Practically, the company envisions a scenario where a single team can:

  • run training workloads or heavy processing in their central data centers,
  • deploy inference functions, personalization, or business logic on edge nodes,
  • and orchestrate all of this from a single platform, with Akamai’s security and network as a cross-cutting layer.

AI at the edge: less latency, less data in transit

The context of this move is clear: AI inference is moving toward the edge. In real-time recommendation applications, fraud detection, immersive experiences, gaming, industrial IoT, or connected vehicles, sending all requests to a distant data center becomes inefficient.

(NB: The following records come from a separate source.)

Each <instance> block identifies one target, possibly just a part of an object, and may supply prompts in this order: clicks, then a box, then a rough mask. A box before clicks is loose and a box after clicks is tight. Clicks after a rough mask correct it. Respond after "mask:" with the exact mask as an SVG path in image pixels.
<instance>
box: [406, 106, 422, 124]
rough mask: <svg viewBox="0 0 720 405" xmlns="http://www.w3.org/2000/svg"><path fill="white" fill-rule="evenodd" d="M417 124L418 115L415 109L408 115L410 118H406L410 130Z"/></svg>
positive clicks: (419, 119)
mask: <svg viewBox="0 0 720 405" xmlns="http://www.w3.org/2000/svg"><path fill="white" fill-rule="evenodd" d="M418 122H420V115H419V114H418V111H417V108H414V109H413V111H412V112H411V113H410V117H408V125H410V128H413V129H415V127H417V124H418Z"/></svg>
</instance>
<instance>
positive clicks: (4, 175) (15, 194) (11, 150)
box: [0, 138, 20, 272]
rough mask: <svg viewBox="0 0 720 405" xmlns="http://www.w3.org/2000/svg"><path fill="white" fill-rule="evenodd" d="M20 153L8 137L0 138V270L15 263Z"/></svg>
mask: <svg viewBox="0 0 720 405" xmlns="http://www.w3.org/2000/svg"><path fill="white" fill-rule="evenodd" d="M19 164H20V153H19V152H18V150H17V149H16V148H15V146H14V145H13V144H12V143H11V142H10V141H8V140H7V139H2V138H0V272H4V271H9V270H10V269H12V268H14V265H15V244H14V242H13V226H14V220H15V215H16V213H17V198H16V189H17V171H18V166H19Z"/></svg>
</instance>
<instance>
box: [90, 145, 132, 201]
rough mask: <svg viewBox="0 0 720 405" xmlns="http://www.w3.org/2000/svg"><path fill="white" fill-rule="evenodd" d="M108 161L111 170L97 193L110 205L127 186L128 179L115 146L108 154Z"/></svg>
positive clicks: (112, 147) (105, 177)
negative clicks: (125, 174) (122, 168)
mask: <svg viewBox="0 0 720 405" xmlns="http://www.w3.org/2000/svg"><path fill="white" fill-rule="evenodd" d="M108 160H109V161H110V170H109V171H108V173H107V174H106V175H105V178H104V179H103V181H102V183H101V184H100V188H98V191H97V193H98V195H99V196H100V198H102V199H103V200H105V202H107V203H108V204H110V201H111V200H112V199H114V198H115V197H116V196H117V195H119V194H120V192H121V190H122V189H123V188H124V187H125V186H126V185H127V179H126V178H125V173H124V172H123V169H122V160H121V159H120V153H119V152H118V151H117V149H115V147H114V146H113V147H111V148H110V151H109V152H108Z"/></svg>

With Wasm FaaS over the Akamai network, the company promises:

  • lower latency, by executing code as close as possible to the user or device;
  • less data traveling across the network, since only results are exchanged, not massive streams of raw information;
  • and a potentially lower cost model, by fine-tuning resource consumption per function and avoiding over-provisioned infrastructures.

For developers, the message is that they won’t need to choose between a traditional cloud model and a purely serverless one: Akamai aims to offer a continuum of options where the same application can run partially on Kubernetes, partially in Wasm functions at the edge, and partially via managed AI services.


Fermyon team and open source continuity

As part of the agreement, Fermyon’s employees, including co-founders Matt Butcher and Radu Matei, will join Akamai’s Cloud Technology Group. Their stated goal is to continue leading the company’s open source projects and contribute to creating the “next generation of serverless technologies”.

This is especially relevant in an ecosystem where part of WebAssembly’s value resides precisely in its open nature and the existence of runtimes and tools independent of any provider. By ensuring the continuity of Spin, SpinKube, and its participation in the Bytecode Alliance, Akamai aims to send a trust signal to the developer community that was already betting on Fermyon.


Financial impact and strategic outlook

From a financial perspective, Akamai has indicated that it does not expect a material impact on its 2025 guidance as a result of the acquisition. The financial terms of the deal have not been disclosed.

The takeaway is that this is less about a short-term gamble and more about a strategic piece in building a comprehensive edge computing stack: global network, security, storage, computing, AI inference, and now a low-footprint serverless execution layer enabled by WebAssembly.

In a market where all major cloud players—including hyperscalers—are strengthening their edge and AI offerings, Akamai seeks to differentiate itself by leveraging its historical strength: being literally “attached” to end users and internet traffic, transforming this proximity advantage into a platform for executing code and AI models.


What the cloud-native ecosystem can expect now

For the cloud-native ecosystem, the Akamai–Fermyon partnership presents several intriguing scenarios:

  • More production options for WebAssembly
    With Spin and SpinKube now part of CNCF and backed by Akamai’s global network, adoption of Wasm as a complement—or alternative—to traditional containers in certain use cases could accelerate.
  • Deeper integration between security and edge functions
    Akamai has indicated it will deepen integrations between its edge function platform and security and performance products. This could result in pipelines where application firewalls, DDoS protection, bot mitigation, and business logic in Wasm are orchestrated together.
  • A scaled “laboratory” for AI at the edge
    With Inference Cloud and Fermyon operating under one roof, Akamai has a “distributed lab” to experiment with deployment patterns for models across thousands of PoPs, from large data centers to very close-to-user nodes.

It remains to be seen how other industry players will respond: from other edge and CDN providers to hyperscalers testing their own combinations of WebAssembly, serverless, and AI. What is clear is that the battle over where AI runs—from core cloud to the edge—will be a key axis in infrastructure in the coming years. The Fermyon acquisition positions Akamai well to compete in this race.